Consider the function h(x) = a(-2x+1)^5-b, where a doesn't equal 0 and b doesn't equal 0 are constants.
A. Find h'(x) and h"(x)
B. show that h is monotonic ( that is, that either h always increases or remains constant or h always decreases or remains constant)
C. Show that x-coordinate(s) of the location(s) of the critical points are independent of a and b.
h' = 5a(-2x+1)^4 (-2) = -10a(-2x+1)^4
h'' = 80a(-2x+1)^3
Since h' >=0 for all x, it is monotonic
h'=0 ==> (-2x+1)^4 = 0, independent of a,b
A. To find the derivatives of the function h(x), we need to apply the chain rule.
1. h'(x):
The power rule states that the derivative of x^n with respect to x is n*x^(n-1).
Using the chain rule, we have:
h'(x) = a * 5(-2x + 1)^(5-1) * (-2)
= -10a(-2x + 1)^4
2. h"(x):
We need to find the derivative of h'(x):
h"(x) = -10a * 4(-2x + 1)^(4-1) * (-2)
= 40a(-2x + 1)^3
B. To determine whether the function h(x) is monotonic, we need to analyze the sign of its derivative.
1. h'(x):
Since a and b are constants and we don't have information about their values, we cannot make conclusions about the sign of h'(x) directly.
C. To show that the x-coordinate(s) of the critical points are independent of a and b, we need to find the values of x for which h'(x) equals zero (critical points).
1. Set h'(x) to zero and solve for x:
-10a(-2x + 1)^4 = 0
We can see that the only factor that affects the values of x is (-2x + 1).

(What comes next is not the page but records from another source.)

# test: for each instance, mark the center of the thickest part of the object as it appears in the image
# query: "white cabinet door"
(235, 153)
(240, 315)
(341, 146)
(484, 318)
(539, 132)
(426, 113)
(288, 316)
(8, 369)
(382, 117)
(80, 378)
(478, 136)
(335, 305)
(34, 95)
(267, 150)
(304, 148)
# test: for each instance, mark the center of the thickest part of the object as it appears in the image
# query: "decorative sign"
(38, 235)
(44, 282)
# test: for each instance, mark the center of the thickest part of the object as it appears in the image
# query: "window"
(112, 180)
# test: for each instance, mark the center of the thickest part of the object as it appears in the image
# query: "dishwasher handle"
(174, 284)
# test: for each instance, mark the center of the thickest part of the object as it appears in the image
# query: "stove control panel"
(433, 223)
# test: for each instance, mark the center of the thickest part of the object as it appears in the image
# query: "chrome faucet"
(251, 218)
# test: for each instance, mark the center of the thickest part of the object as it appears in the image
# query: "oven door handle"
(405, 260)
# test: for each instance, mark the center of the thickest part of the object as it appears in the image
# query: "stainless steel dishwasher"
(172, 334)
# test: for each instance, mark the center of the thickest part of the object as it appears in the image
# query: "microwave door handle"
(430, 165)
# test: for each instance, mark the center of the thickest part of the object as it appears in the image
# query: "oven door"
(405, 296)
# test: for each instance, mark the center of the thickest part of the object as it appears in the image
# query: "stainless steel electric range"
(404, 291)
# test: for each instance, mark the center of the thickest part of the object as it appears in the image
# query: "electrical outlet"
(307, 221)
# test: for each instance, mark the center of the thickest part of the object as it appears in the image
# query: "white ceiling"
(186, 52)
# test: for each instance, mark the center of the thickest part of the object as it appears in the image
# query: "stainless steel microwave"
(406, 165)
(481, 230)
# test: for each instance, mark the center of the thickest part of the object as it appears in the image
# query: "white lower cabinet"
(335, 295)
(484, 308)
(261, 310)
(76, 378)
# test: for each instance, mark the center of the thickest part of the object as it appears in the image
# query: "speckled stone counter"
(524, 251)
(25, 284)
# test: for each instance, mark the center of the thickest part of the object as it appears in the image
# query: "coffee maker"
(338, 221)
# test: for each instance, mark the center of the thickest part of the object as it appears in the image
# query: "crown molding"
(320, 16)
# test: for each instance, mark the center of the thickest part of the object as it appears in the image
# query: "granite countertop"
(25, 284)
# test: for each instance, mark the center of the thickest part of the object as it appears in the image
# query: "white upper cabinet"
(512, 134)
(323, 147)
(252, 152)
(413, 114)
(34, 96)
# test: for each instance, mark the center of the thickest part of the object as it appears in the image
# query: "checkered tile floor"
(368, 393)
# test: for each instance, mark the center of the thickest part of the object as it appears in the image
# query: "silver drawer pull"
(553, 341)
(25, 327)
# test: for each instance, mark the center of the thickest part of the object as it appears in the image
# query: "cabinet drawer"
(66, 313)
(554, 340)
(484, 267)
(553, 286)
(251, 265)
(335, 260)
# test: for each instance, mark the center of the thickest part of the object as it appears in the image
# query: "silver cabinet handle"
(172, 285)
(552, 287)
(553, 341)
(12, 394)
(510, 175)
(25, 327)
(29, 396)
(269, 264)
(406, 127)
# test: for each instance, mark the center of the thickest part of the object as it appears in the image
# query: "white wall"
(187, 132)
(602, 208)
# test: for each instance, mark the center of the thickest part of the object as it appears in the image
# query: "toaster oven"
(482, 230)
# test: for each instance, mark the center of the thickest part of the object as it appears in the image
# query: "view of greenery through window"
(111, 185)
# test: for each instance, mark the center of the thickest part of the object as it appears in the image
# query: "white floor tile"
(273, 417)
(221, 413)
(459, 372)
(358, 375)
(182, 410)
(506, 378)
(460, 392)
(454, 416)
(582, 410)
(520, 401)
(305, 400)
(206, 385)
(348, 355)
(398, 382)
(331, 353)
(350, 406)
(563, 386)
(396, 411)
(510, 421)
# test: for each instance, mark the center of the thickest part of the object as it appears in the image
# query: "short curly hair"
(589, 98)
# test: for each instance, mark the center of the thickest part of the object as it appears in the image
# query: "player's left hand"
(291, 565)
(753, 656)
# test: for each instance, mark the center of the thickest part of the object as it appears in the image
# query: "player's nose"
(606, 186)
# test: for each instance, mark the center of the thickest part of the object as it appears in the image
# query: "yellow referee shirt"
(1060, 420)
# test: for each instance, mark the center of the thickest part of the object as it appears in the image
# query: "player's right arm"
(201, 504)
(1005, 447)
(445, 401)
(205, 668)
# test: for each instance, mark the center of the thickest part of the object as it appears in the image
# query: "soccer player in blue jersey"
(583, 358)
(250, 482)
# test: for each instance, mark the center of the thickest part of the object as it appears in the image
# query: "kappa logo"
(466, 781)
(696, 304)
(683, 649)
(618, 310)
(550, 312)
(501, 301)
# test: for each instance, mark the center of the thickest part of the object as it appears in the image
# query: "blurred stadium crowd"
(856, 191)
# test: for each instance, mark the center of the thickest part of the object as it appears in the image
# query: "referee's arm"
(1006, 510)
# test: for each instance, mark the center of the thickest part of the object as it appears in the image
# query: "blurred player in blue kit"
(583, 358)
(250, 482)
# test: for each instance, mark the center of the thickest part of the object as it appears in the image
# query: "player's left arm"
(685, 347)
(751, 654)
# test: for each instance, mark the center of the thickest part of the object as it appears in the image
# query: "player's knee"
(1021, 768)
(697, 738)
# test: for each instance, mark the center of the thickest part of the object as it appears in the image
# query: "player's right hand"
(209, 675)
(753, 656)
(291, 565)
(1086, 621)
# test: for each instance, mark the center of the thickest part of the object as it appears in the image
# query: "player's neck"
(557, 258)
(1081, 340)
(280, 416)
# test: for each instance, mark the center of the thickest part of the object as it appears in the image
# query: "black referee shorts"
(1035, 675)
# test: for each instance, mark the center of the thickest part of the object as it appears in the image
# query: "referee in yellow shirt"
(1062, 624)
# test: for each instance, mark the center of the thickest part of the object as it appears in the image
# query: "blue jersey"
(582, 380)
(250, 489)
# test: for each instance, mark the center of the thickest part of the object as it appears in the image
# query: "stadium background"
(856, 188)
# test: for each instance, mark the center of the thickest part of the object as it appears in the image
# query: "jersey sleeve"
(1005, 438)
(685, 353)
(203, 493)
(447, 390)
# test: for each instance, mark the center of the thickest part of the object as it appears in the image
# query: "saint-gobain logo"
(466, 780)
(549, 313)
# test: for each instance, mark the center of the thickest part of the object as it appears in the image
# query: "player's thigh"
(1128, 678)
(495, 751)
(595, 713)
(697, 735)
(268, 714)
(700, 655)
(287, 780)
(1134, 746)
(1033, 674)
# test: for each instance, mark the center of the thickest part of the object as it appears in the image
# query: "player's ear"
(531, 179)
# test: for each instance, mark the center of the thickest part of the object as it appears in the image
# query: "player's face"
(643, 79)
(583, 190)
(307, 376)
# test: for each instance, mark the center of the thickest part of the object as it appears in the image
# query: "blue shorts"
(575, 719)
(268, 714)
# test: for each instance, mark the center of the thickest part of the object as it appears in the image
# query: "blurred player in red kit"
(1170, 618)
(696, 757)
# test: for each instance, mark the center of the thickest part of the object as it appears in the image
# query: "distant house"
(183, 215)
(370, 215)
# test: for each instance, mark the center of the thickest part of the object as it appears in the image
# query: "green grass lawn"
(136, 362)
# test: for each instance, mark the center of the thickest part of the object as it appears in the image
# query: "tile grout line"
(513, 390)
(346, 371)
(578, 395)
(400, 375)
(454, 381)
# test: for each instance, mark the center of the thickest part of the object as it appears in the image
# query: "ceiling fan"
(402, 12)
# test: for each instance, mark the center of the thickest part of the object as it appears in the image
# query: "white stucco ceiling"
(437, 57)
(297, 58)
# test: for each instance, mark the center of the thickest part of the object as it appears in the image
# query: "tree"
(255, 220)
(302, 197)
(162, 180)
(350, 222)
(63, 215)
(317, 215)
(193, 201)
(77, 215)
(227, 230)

This means that no matter what values a and b have, the x-coordinates of the critical points will be the same.
To answer these questions, we need to find the derivatives of the function h(x) with respect to x.
A. Find h'(x) and h''(x)
To find the derivative of h(x), we'll use the chain rule. Let's step-by-step find the derivatives:
Step 1: Differentiate the outer function.
h(x) = a(-2x+1)^5-b
The outer function is (-2x+1)^5. The derivative of this function is:
d/dx [(-2x+1)^5] = 5(-2x+1)^4
Step 2: Multiply by the derivative of the inner function.
The inner function is -2x+1. The derivative of this function is:
d/dx [-2x+1] = -2
Step 3: Apply the chain rule.
By the chain rule, we multiply the derivative of the outer function by the derivative of the inner function.
h'(x) = (5(-2x+1)^4)(-2)
Similarly, to find the second derivative h''(x), we differentiate h'(x) with respect to x:
h''(x) = d/dx[h'(x)] = d/dx[(5(-2x+1)^4)(-2)]
B. Show that h is monotonic
To show that h is monotonic, we need to determine whether its derivative h'(x) is always positive or always negative or whether it remains constant on its domain.
From the derivative h'(x), we can see that it doesn't depend on the values of a and b, so we can ignore them for this analysis.
To determine the sign of h'(x), we need to consider when h'(x) > 0 and when h'(x) < 0.
If h'(x) > 0, it means that the function h(x) is increasing.
If h'(x) < 0, it means that the function h(x) is decreasing.
If h'(x) = 0, it means that the function h(x) is constant.
From the expression for h'(x), we can see that it is always negative (-2 times a positive number raised to an even power). Therefore, h(x) is always decreasing, or in other words, it is monotonic.
C. Show that the x-coordinate(s) of the critical points are independent of a and b.
To find the critical points, we need to find the values of x for which h'(x) = 0.
Setting h'(x) = 0 and solving for x:
0 = 5(-2x+1)^4(-2)
Since the derivative h'(x) is always negative, there are no critical points—where the derivative is zero—for this function. Therefore, the x-coordinate(s) of the critical points are independent of a and b, as there are none.